How many years before peak if we had always used oil in a conservative rather than a spendthrift manner? I am guessing that we might have stretched out the oil savings account another decade or two, allowing an even larger population to experience the inevitable.

Much of the thinking about post peak life seems to take the view that the decline will be smooth, a continuation of a symmetric curve, full of adequate substitutes that are somehow magically created out of resources that we do not have. My view is that we will experience a discontinuity, more like a stock market crash, and will return rapidly to a base line (long term trend) from which the oil age allowed population to temporarily diverge, which base is closer to 1 billion rather than the present 6.5+billion.

Thinking about electric cars and mass transit looks like me to be a drop in the bucket when the entire industrial age comes crashing down, and most of what we use for survival is no longer usable. The recent news report of the consequences of an internet attack on electric generating systems resulting in months of shutdown, might be an example of what a discontinuity looks like.

If we hadn't used the oil so carelessly, we might not have such a large population to be at risk.

I don't understand the logic that using oil carelessly resulted in greater population. If you are talking about modern agriculture, I am sure that those who would otherwise starved to death would disagree with the characterization as "careless". Please explain.

To add to my comment about the relative ineffectiveness of being conservative in the big picture, I would like to point out that had we used oil more conservatively in transportation, we would have used the savings somewhere else. Why? Because the oil was there and we are human. If you don't spend your income on gasoline, and spend it instead on something else, that something else took energy to create. To boot, getting around on less energy encourages more getting around, so there goes some more of the conservation.

The hydrocarbon savings account was limited. Using it more conservatively would not have changed that simple fact. The nature of technology is to use resources faster than they would have been used without technology. In effect, most technology is just knowledge applied to resources resulting in increased use of resources in elevating human living standards. Had we not tapped the hydrocarbon savings account we still would be living as we did before we started using coal, complete with that level of population and with similar living conditions.

I think things unfolded, and are unfolding more or less the way nature dictates. It probably was inevitable that the industrial age occurred. It is just as inevitable that we will return to pre-industrial age living conditions as the cause of the industrial age (exploitation of stored hydrocarbons) is depleted. The cycles of nature are far more powerful than the machinations of man. It just so happens that we are at the peak of a very large cycle, about to experience a sharp "return to the mean", complete with overshoot. In all of human history (past and yet to be written), the industrial age will turn out to have been a random blip in an otherwise relatively flat line.

I don't understand the logic that using oil carelessly resulted in greater population.

It created surplus food, rather than just sufficient food.  Without the surpluses, the population would not have grown as quickly and there would have been fewer people alive when production peaked.

If you are talking about modern agriculture, I am sure that those who would otherwise starved to death would disagree with the characterization as "careless". Please explain.
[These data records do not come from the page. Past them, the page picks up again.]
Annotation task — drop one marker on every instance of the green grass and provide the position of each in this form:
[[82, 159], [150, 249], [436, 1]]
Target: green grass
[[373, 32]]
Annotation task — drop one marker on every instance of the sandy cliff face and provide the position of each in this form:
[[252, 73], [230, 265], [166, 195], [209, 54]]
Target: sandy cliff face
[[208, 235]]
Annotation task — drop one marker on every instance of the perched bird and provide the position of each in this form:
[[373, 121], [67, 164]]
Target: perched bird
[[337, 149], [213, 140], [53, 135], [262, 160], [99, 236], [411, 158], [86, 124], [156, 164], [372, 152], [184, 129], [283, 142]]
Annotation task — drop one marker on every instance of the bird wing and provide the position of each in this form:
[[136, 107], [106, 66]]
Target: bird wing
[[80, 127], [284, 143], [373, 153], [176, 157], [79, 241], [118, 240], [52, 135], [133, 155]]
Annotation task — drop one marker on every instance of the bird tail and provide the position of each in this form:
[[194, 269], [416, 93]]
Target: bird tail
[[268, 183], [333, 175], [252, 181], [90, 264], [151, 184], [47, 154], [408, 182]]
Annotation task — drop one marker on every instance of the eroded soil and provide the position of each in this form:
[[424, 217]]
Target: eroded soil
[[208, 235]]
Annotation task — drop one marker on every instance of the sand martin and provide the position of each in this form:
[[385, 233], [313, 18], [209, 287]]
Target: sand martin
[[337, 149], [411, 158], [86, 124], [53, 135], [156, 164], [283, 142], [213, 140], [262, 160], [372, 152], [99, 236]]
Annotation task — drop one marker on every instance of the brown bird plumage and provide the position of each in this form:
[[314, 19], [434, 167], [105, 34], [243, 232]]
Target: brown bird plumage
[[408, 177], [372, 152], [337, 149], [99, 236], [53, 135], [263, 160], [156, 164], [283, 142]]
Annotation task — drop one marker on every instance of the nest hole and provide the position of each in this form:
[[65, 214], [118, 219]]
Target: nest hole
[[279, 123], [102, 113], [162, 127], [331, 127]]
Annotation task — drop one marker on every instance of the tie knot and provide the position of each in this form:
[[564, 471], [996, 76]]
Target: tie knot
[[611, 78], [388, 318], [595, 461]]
Modern agriculture is a great thing, because it creates urbanization and social arrangements where education is a greater advantage than raw numbers and people have fewer children and invest more in them.  If we could have spread this around the entire world as fast as it came to the OECD countries, the world population might only be 3 billion today and the problem would both be more manageable and not move as quickly.

Had we not tapped the hydrocarbon savings account we still would be living as we did before we started using coal, complete with that level of population and with similar living conditions.

You are assuming that the only way to apply knowledge is to non-renewable resources.  All it takes is one read through "Direct Use of the Sun's Energy" by Farrington Daniels (1965) to show that things could have been very different, and we could have been running much of the world on RE by the present day.  Plant life didn't peak and crash after it invented chlorophyll, and we don't have to either.